Why Pressure is Bad for Your Brain? Hydrostatic Pressure Promotes Aggregation of Alpha-Synuclein in Cells

Abstract

Neurodegenerative diseases such as Alzheimer's and Parkinson's are characterized by the presence of Lewy bodies which are plaques of aggregated proteins found post-mortem in brains of patients. The neurodegenerative plagues associated with Parkinson's disease are largely composed of the protein α-synuclein. A-Synuclein is a small cytoplasmic protein found in central nervous system of vertebrates. Despite intensive studies, its precise role in cells is unknown. Changes in α-synuclein oligomerization are thought to give rise to nucleation of neurodegenerative plaques. We have proposed previously that loss of binding partners caused by environmental factors, such as oxidative stress induces α-synuclein oligomerization. Here, we investigated the effect of hydrostatic pressure on the aggregation of α-synuclein in cultured neuronal cells. We applied high hydrostatic pressure to cells in suspension for 1h and plated them in full growth medium for 24h to allow recovery and ensure that experiments are performed on live cells. Using western-blot and number and brightness analysis of fluorescence fluctuation intensities, we found that hydrostatic pressure promotes aggregation of α-synuclein in PC12 and SK-N-SH cells. We then tested whether aggregation is associated with the loss of binding partners, such as phospholipase Cβ1. Western blot analysis indicates that hydrostatic pressure reduces the amount of PLCβ1, but not α-synuclein in neuronal cells.

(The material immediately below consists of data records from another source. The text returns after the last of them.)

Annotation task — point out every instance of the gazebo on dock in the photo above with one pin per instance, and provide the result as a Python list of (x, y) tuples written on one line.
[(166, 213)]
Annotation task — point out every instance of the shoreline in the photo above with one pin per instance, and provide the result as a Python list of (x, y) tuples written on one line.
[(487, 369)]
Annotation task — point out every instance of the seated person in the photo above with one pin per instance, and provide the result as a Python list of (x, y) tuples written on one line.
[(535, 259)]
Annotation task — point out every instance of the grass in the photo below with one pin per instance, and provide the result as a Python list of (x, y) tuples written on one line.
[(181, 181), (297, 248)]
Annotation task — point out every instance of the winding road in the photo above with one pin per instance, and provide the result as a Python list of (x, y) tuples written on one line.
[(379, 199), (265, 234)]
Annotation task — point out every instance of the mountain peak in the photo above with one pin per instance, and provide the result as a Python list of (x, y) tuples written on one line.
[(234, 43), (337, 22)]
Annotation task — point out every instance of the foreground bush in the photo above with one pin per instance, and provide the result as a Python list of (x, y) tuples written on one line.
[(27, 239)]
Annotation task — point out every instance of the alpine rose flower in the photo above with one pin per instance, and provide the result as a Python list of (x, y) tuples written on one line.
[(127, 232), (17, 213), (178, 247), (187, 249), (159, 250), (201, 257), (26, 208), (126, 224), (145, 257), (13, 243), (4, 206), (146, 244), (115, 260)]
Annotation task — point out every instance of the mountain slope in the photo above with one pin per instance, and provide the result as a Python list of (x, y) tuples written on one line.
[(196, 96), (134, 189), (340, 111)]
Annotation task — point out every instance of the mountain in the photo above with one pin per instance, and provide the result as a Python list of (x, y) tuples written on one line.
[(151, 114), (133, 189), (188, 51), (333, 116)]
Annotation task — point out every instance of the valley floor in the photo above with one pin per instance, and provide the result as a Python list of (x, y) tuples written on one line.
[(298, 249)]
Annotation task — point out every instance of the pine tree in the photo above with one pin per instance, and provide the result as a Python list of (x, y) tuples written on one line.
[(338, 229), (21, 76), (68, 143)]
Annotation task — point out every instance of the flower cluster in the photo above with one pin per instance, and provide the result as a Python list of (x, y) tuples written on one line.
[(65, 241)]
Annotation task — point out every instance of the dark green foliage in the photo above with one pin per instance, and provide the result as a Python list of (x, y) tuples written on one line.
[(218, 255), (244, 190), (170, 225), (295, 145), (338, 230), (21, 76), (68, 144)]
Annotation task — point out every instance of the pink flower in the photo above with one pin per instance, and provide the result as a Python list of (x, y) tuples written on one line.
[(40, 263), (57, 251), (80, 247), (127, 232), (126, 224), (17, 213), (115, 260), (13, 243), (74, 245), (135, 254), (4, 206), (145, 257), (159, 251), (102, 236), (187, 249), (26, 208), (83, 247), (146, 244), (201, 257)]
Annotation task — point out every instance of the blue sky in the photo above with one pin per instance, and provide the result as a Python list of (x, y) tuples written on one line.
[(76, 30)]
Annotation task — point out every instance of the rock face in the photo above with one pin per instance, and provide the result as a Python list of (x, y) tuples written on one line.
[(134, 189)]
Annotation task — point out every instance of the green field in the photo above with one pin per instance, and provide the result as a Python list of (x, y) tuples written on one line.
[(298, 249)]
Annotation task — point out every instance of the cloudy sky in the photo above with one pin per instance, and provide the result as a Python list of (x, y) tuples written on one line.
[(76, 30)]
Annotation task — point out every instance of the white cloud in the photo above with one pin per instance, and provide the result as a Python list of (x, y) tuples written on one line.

Using Forster resonance energy transfer between GFP-PLCβ1 and mCherry-α-synuclein we found that increased pressure reduces the association between PLCβ1 and α-synuclein. These studies suggest that pressure induces cell damage that results in the loss of α-synuclein binding partners and can promote α-synuclein aggregation.This work was supported by PSC-CUNY 45 to UG and NIH GM116178 to SS.